The goal of this study is to measure the TFPI plasma level, a molecule involved in the regulation of the coagulation system, in haemophilia patients. The second objective is to assess the effects of TFPI inhibition on thrombin generation. Indeed, there is sparse data on the physiological and pathological changes of TFPI levels in human and particularly in hemophilia patients. Yet, TFPI inhibitors may become one of the new by-passing treatments of haemophilia. Until now, published data mainly reports in vitro pharmacodynamics and pharmacokinetics of TFPI inhibitors. Hence, in vivo effects of TFPI inhibition remain unclear, especially in haemophilia patients. The clinical development of such molecules requires a dedicated biological monitoring. Thrombin Generation Assay (TGA) in Poor Platelets Plasma (PPP) is a good candidate since it is sensitive to Factor VIII and Factor IX deficiencies as well as to TFPI. However, TGA results are very dependent on experimental conditions (i. e. Tissue Factor and phospholipids concentrations) and the relationship between TFPI plasma level and TGA parameters has not been studied yet. This study should provide with original data on TFPI plasma levels and the effect of TFPI on thrombin generation in haemophilia patients. This should help to define the monitoring of TFPI inhibitors in Haemophilia.
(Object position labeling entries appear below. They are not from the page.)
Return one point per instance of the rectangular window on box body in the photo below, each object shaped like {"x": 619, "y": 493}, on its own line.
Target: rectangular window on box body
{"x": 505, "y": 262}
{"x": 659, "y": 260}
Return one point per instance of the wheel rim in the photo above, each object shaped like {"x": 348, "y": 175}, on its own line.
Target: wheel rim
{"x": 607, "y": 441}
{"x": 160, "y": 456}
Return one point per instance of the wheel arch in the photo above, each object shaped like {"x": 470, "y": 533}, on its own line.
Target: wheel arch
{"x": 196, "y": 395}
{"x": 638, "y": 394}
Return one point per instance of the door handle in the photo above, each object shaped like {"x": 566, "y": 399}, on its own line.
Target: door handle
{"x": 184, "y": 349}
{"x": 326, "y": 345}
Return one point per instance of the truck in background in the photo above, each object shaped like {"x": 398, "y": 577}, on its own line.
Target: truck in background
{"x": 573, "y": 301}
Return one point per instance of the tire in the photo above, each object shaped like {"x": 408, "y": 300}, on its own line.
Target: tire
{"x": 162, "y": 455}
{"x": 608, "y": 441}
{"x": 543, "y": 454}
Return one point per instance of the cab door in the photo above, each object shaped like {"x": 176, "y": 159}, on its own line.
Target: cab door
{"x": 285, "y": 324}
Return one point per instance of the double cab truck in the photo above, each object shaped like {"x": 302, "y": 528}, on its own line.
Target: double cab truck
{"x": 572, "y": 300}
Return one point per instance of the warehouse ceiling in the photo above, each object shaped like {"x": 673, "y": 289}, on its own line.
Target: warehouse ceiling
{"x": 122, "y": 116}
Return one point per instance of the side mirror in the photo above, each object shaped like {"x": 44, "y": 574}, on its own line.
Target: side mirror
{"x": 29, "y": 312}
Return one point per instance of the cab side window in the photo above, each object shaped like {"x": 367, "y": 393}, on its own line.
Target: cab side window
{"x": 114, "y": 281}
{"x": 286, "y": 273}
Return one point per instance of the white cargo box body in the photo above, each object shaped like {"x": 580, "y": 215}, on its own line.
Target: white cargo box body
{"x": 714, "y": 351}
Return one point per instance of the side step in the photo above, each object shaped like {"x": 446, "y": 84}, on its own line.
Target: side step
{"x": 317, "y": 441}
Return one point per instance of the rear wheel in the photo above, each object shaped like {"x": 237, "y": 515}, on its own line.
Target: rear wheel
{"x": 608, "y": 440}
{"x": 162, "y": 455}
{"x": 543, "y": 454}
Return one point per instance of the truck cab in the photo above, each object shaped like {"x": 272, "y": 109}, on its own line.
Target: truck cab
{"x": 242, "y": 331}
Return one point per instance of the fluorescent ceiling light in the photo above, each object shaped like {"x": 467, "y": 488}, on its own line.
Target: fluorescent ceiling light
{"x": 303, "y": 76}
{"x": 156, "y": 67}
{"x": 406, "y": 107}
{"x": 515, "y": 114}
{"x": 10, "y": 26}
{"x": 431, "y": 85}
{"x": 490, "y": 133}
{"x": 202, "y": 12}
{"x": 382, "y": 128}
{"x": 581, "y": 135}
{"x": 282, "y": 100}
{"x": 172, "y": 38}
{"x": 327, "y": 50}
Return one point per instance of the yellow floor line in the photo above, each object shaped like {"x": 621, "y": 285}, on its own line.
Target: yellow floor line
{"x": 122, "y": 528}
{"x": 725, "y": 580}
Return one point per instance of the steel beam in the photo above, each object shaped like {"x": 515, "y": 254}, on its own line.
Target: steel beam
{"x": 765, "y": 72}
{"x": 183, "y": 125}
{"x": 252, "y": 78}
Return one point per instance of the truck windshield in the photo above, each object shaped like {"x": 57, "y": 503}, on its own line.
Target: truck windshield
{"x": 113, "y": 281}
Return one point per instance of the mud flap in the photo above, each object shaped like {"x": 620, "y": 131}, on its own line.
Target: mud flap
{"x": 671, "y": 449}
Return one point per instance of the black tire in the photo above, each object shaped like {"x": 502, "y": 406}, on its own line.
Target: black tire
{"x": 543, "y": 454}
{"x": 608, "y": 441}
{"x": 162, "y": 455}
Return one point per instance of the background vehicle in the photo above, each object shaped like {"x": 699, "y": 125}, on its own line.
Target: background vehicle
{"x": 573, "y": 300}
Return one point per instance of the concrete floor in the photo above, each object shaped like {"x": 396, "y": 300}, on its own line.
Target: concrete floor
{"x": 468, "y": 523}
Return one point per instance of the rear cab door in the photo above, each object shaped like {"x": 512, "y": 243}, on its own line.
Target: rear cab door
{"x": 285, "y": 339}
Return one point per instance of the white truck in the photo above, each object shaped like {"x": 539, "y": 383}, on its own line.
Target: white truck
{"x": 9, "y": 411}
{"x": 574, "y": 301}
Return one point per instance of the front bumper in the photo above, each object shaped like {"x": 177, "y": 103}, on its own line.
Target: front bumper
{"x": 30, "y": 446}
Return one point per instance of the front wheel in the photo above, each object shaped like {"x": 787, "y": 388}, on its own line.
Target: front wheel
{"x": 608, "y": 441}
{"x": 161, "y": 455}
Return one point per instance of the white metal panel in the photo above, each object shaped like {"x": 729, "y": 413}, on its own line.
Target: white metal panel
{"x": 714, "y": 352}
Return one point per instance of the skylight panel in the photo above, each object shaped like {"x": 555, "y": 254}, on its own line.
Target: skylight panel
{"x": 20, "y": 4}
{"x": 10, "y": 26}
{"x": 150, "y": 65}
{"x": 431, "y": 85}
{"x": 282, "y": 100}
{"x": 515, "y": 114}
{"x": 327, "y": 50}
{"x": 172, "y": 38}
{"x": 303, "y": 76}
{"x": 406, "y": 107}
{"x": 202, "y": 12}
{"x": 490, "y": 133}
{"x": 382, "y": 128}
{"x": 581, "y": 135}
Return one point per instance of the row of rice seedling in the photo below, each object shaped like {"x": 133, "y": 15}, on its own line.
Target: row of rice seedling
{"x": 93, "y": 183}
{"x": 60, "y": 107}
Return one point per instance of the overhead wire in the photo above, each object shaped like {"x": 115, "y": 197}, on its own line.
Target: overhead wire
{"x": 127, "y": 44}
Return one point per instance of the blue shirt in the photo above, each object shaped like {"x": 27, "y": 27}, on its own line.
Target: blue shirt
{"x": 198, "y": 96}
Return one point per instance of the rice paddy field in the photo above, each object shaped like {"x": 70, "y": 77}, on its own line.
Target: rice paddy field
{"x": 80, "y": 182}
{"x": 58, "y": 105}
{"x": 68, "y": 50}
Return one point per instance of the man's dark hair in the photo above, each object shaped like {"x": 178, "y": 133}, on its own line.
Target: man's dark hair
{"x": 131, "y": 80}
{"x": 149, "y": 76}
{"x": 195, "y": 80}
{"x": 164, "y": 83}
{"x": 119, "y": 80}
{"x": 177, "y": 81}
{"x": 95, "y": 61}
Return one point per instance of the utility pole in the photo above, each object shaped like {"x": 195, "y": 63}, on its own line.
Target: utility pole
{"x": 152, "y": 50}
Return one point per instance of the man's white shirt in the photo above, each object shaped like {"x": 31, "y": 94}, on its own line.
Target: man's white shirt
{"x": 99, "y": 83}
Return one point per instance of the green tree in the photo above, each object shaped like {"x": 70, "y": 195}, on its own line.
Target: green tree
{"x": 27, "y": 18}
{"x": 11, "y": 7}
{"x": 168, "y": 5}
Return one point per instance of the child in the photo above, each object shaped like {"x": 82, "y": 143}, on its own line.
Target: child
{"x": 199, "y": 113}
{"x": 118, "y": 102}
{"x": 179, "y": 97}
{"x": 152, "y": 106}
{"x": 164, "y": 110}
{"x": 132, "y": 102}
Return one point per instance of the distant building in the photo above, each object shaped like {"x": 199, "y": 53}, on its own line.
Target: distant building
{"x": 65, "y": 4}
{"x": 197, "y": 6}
NCT ID: NCT04567511 Recruiting - Clinical trials for Factor VIII Deficiency, Congenital

Hemlibra in Mild Hemophilia A

Start date: July 25, 2022
Phase: Phase 4
Study type: Interventional

This is a single arm, phase 4, prospective, open-label, United States single-center study to determine the hemostatic characteristics of Hemlibra (emicizumab) as measured by coagulation laboratory parameters in the mild hemophilia A male patient population with endogenous altered FVIII (baseline FVIII activity of >5% to 30%). The safety and hemostatic efficacy of Hemlibra (emicizumab) in this patient population will be investigated. Secondary outcomes will assess changes in joint health and quality of life in treated patients.